With another twitch of her shawl, Annette took her escort’s arm again as abruptly as she had left it, and, held it closely.

Careless as the last words had sounded, she knew their meaning, for there had been something said on this subject before. She chose to take it defiantly now, and it comforted her to do so. Others might blame and doubt him, but she would not. He seemed nearer to her in the light of her superior devotedness than to any one else. She would never fail him; and by-and-by he would know her worth. The glow of this fervent hope warmed the girl’s chilled heart, and gave her a sort of happiness.

And so they reached the house, and, after a quiet good-night, separated.

The walk back was passed in silence; and Miss Pembroke did not choose to lean on her companion’s arm; she wished to hold her dress out of the dust.

The street they went through was one of those delightful old ones which a city sometimes leaves untouched for a long time. Over-arching elms grew thickly on either side, and the houses were all detached.

Midway up this street stood the cottage of the Geralds, with a garden in front and at the back, and a narrow green at right and left.
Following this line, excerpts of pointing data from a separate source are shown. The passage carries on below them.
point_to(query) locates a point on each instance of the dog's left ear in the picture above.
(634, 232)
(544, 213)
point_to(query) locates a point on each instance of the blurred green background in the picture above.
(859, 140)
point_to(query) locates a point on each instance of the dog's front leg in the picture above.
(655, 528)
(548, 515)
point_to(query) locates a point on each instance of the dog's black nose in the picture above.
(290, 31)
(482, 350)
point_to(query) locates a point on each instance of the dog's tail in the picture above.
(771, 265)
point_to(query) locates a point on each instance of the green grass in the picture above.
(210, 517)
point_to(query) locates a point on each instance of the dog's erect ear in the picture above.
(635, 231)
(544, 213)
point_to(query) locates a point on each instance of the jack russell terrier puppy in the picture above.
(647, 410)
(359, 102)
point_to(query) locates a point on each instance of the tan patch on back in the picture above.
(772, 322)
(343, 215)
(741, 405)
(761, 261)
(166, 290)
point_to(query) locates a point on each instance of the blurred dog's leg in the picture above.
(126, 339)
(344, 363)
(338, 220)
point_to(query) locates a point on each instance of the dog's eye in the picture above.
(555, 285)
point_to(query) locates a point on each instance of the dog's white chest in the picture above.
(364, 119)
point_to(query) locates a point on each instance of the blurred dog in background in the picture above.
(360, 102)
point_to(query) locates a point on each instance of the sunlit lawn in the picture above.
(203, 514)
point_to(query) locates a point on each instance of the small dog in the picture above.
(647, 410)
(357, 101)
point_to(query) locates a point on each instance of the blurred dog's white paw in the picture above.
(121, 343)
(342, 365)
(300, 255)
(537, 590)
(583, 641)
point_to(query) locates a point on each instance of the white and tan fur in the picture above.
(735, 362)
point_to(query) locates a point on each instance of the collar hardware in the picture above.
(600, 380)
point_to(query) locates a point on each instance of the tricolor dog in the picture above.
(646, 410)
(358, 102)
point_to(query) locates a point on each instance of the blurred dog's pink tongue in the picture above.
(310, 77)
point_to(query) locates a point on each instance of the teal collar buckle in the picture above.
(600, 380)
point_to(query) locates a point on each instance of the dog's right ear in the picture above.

Three long windows in front, lighting the parlor, reached almost to the ground. The steep roof slanted to a veranda at each side, leaving but one upper window over the three—a wide window with casements swinging back from the middle. The cottage was in the shape of a cross, and at one arm of it a lighted window shone out on the veranda.

At sound of the gate-latch, the curtain was drawn aside a little, and a woman looked out an instant, then hastened to open the door.

“Are we late, Mrs. Gerald?” Honora asked, and stepped forward into the sitting-room.

“Oh! no, dear; I did not expect you any sooner.”

Mrs. Gerald lingered in the doorway, looking back at her son as he stopped to leave his hat and overcoat in the entry, and only entered the sitting-room when she had caught a glimpse of his face as he came toward her. He was looking pleasant, she saw, and was contented with that.

“Well, mother!” he said, and sank indolently into the arm-chair she pushed before the open fire for him. It was the only arm-chair in the room.

She drew another chair forward, and seated herself beside him. Honora, sitting on a low stool in the corner, with the firelight shining over her, told what they had been doing that afternoon and evening. The son listened, his eyes fixed on the fire; the mother listened, her eyes fixed on her son.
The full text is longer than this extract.